MPs give Coco her cigarette back

Anti-smoking law eased as MPs halt air-brushing of cultural heritage of stars such as Tati, Gainsbourg and Chanel

JACQUES Tati has got his pipe back and Coco Chanel her cigarette after MPs voted to ease the anti-smoking Loi Evin’s rules on tobacco promotion.

The National Assembly cultural affairs committee was reacting to protests after the Paris Metro rejected posters for a Tati exhibition showing him with his trademark pipe; the designers changed the pipe into a toy windmill instead.

MPs said the law, passed 20 years ago, should not mean censoring the country’s cultural heritage.

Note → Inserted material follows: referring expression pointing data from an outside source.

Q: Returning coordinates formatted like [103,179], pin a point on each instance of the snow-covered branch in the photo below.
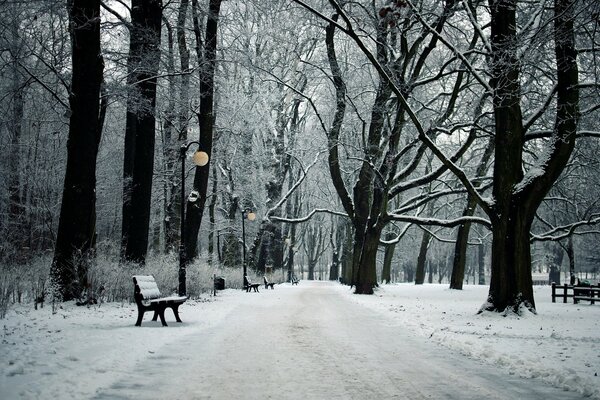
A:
[448,223]
[307,217]
[286,196]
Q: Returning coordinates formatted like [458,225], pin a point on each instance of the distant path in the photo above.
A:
[309,342]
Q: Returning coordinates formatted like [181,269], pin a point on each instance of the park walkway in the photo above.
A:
[311,342]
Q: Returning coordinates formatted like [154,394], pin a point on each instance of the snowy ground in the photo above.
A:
[306,341]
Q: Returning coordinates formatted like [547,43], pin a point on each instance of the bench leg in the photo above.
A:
[176,312]
[161,314]
[140,317]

They pointed to heavy-handed political correctness that had seen the habitual cigarette airbrushed from Audrey Tautou’s hand in posters for Coco Avant Chanel, a similar thing happening to a picture of Jean-Paul Sartre and the Gitane removed from Serge Gainsbourg’s fingers.

Socialist MP Didier Malthus said the interpretation of the law by the advertising watchdog Autorité de Régulation Professionnelle de la Publicité had turned into a “caricature”.

The amendment, proposed by the Socialist Party, said "falsification of history, censorship of creative works, the denial of reality should remain the ignominious mark of totalitarian regimes".

Jacques Grosperrin of the UMP was the only MP to vote against the amendment.